Randika dalam hati benar-benar tidak bisa berkata apa-apa. Caranya merayu cewek benar-benar hina menurutnya. Apakah lelaki itu perlu segitunya? Kalau dia sabar seperti dirinya maka cewek akan datang sendirinya dan mengajaknya menikah suatu saat nanti seperti dirinya ini.

Bus berkendara dengan kecepatan yang lumayan pelan karena jalannya yang menanjak. Pemandangan alam di luar jendela semakin lebat. Dalam beberapa jam lagi, kota Kebon Raya akan terlihat.

Kota Kebon Raya terkenal akan alamnya yang sangat rindang dan tempat ini sering menjadi tujuan wisata orang-orang. Tempat yang Randika tuju adalah salah satu desa terpencil yang ikut bagian dari kota ini. Saking terpencilnya, jarang orang mengetahui keberadaan desa ini karena letaknya yang ada di bawah kaki gunung.

Sekumpulan anak muda itu masih berbincang-bincang. Pada saat ini, bus ini berhenti untuk mengisi ulang bahan bakar dan mendapatkan 5 penumpang baru. Setelah semua selesai, mereka kembali melaju.

"Kalian tahu gak, ketika aku berlomba dulu dan menjadi juara 1 nasional, aku hanya membutuhkan 3 gerakan dan lawanku terpental jauh dari ring." Lelaki itu terus-terusan membual.

Randika masih terus menutup matanya. Pria ini benar-benar tidak tahu kapan harus berhenti.

Namun nyatanya para perempuan mendengarnya dengan antusias. Perjalanan antar kota ini membosankan, jadi mendengarkan cerita ataupun bercakap-cakap adalah salah satu hiburan.

Untuk mencapai destinasi terakhirnya yaitu desa Jagad, bus harus melewati jalanan gunung. Oleh karena itu, jalan yang dilaluinya sangatlah sepi. Di saat itu juga, terdengar sebuah teriakan dari dalam bus, "Jangan bergerak! Keluarkan semua uang kalian!"

Penumpang baru yang berjumlah 5 orang sebelumnya mengeluarkan pistol. Satu orang dengan cepat menuju kursi supir dan sisanya menodong ke arah penumpang.

Ckit!!!

Suara rem bus terdengar keras dan bus perlahan berhenti. Suasana di dalam bus juga menjadi hening.

"Kalian semua turuti kata-kata kami dan tidak akan ada yang terluka.
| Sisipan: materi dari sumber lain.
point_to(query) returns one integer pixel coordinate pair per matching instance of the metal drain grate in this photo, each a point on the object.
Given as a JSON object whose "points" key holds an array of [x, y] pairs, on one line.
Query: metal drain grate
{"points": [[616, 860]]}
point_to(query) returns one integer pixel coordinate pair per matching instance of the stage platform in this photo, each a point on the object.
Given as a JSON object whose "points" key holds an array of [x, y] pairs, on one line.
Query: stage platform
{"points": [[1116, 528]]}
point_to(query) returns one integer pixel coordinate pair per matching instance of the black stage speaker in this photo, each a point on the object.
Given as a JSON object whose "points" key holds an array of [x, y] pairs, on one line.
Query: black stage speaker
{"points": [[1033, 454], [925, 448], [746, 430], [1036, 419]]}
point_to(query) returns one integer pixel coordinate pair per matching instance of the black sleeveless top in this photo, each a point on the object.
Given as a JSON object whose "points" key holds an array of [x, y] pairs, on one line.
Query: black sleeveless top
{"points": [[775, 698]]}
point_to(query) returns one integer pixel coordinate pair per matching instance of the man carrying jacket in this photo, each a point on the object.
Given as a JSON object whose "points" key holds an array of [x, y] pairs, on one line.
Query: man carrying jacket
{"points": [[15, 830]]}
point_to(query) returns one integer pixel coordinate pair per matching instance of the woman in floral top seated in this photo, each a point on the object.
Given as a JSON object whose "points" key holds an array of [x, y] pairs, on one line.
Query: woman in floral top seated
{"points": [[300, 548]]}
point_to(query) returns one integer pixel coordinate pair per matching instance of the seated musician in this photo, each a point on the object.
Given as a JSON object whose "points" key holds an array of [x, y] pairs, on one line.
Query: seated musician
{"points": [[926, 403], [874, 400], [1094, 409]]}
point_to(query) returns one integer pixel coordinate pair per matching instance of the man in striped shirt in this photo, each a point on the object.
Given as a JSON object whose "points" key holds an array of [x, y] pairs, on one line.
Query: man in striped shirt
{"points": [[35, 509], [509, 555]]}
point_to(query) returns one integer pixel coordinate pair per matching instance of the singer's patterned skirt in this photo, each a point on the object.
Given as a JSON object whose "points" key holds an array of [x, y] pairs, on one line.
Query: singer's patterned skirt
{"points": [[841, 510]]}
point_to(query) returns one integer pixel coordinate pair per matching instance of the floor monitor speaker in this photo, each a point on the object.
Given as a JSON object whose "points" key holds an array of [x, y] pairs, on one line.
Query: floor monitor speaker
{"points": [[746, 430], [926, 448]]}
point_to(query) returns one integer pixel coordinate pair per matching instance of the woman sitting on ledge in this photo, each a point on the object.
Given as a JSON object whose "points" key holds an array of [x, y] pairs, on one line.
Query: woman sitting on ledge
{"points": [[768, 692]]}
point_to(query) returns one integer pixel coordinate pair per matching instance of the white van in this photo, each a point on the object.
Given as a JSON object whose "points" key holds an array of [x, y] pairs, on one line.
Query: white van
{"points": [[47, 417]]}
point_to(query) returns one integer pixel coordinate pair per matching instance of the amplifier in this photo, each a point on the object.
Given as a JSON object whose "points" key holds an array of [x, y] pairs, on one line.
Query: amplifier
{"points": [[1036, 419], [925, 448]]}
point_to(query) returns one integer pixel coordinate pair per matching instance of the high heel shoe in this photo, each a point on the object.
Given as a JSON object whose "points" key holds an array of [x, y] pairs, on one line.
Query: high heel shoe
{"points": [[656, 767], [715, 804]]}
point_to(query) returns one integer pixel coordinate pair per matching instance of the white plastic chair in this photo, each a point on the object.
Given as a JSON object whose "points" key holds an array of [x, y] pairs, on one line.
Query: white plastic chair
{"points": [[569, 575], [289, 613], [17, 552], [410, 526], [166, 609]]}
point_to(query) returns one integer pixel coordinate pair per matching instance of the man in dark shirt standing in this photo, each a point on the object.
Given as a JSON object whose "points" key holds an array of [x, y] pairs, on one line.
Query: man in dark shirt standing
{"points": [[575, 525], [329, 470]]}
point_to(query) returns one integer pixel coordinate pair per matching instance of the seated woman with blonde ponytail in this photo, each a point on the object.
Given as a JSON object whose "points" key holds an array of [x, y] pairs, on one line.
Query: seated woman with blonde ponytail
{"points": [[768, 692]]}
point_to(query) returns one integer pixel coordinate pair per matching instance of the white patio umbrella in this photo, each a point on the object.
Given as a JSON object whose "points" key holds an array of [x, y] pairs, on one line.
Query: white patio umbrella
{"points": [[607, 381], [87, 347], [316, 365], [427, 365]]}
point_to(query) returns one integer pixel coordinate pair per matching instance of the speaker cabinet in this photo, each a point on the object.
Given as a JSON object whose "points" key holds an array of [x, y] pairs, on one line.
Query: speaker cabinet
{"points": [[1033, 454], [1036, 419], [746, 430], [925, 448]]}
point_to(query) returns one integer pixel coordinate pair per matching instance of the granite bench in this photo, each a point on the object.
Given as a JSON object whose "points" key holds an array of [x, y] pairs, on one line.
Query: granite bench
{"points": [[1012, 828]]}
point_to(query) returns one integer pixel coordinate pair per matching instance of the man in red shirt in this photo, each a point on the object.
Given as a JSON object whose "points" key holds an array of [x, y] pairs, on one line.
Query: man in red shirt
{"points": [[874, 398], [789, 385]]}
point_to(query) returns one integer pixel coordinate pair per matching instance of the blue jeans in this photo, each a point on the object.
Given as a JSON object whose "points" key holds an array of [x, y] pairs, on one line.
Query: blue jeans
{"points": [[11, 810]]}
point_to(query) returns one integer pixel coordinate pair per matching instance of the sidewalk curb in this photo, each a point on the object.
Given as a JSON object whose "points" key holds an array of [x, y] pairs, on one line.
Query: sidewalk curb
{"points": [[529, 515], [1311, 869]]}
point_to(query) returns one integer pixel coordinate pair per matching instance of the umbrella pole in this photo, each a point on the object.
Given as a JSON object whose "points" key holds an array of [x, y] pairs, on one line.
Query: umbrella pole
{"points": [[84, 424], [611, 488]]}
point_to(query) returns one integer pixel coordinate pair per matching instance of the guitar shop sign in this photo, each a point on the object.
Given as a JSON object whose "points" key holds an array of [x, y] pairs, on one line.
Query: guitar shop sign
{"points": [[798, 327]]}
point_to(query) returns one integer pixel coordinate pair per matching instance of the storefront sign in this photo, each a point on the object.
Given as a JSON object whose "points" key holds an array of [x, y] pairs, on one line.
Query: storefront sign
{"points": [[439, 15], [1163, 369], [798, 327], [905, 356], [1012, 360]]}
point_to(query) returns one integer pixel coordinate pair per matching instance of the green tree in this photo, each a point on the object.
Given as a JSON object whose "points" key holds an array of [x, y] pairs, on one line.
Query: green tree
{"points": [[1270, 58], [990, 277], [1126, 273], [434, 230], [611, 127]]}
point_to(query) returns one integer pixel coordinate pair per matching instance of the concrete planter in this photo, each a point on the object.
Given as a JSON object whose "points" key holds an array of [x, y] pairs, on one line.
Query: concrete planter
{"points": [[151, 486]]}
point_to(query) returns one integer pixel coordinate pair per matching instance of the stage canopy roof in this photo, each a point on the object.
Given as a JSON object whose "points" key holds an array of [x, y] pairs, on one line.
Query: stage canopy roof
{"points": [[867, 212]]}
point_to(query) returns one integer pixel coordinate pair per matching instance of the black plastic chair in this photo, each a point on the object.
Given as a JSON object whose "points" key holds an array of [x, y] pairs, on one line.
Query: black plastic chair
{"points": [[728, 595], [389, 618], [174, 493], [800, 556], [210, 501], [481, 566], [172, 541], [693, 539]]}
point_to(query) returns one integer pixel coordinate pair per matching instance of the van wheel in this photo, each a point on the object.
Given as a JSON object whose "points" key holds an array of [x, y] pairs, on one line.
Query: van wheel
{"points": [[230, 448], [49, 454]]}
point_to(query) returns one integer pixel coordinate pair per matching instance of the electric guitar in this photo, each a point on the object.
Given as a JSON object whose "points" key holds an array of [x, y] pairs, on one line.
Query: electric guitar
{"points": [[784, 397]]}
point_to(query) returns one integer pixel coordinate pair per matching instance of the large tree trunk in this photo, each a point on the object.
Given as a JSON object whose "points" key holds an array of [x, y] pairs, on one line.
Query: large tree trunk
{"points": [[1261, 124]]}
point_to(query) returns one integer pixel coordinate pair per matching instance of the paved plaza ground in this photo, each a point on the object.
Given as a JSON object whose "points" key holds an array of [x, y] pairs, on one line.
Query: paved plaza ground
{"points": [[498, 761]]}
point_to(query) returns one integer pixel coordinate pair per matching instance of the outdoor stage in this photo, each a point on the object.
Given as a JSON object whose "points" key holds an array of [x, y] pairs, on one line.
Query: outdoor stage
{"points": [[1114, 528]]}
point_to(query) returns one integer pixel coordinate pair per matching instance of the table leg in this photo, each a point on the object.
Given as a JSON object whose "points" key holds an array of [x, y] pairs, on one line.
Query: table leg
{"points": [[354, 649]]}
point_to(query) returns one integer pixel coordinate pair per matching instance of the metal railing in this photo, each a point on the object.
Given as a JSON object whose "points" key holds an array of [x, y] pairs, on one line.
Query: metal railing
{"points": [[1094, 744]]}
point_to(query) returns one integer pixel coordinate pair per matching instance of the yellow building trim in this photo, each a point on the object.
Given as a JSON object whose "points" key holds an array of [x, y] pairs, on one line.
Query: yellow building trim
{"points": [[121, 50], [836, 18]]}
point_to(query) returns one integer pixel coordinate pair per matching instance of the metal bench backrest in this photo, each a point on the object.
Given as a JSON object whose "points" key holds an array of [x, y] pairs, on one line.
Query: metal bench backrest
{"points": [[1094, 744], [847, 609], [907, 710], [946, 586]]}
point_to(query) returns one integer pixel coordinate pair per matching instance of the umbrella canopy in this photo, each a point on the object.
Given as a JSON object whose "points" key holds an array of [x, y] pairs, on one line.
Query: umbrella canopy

Sekarang keluarkan semua barang berharga dan uang kalian!" 3 orang bertugas untuk mengumpulkan barang jarahan dan 1 orang mengawasi keadaan dari belakang.

Semua orang tampak menundukkan kepala dan Dewi gemetar ketakutan, "Bagaimana mungkin bus kita didatangi perampok."

Teman-teman perempuan Dewi juga ketakutan semua, ini pertama kalinya mereka mengalami hal seperti ini.

Seorang perampok mendatangi Randika dan orang yang duduk di samping Randika segera mengeluarkan dompet dan handphonenya.

"Bisakah aku meminta KTP dan SIM milikku?" Tanya penumpang itu.

"Baiklah." Perampok itu kemudian mengambil dompetnya dan melihat kartu ATM. Di saat yang sama, dia bertanya. "Berapa nomor pinnya?"

"Ah!" Penumpang ini tidak menyangka akan ditanyai.

"Kau tuli atau apa? Aku tanya sekali lagi, berapa nomor pinnya atau kutembak kau sekarang!" Perampok iki mulai geram.

"123412" Kata penumpang itu sambil gemetar.

"Anak pintar." Setelah itu dia melemparkan dompetnya kembali.

"Hei sekarang giliranmu! Jangan pura-pura tidur." Perampok itu mendorong Randika.

Randika yang baru bangun masih setengah sadar, "Hmm? Ada apa?"

"Keluarkan barang berhargamu." Kata perampok itu sambil menodongkan pistolnya.

Randika pura-pura ketakutan. Dia mulai meraba-raba kantongnya dan setelah beberapa saat dia hanya mengeluarkan sebuah tiket. Setelah menyadari keadaannya, Randika hanya menoleh ke arah si perampok dan mengatakan, "Aku sudah menghabiskan seluruh uangku untuk membeli tiket ini, aku sudah tidak punya apa-apa lagi."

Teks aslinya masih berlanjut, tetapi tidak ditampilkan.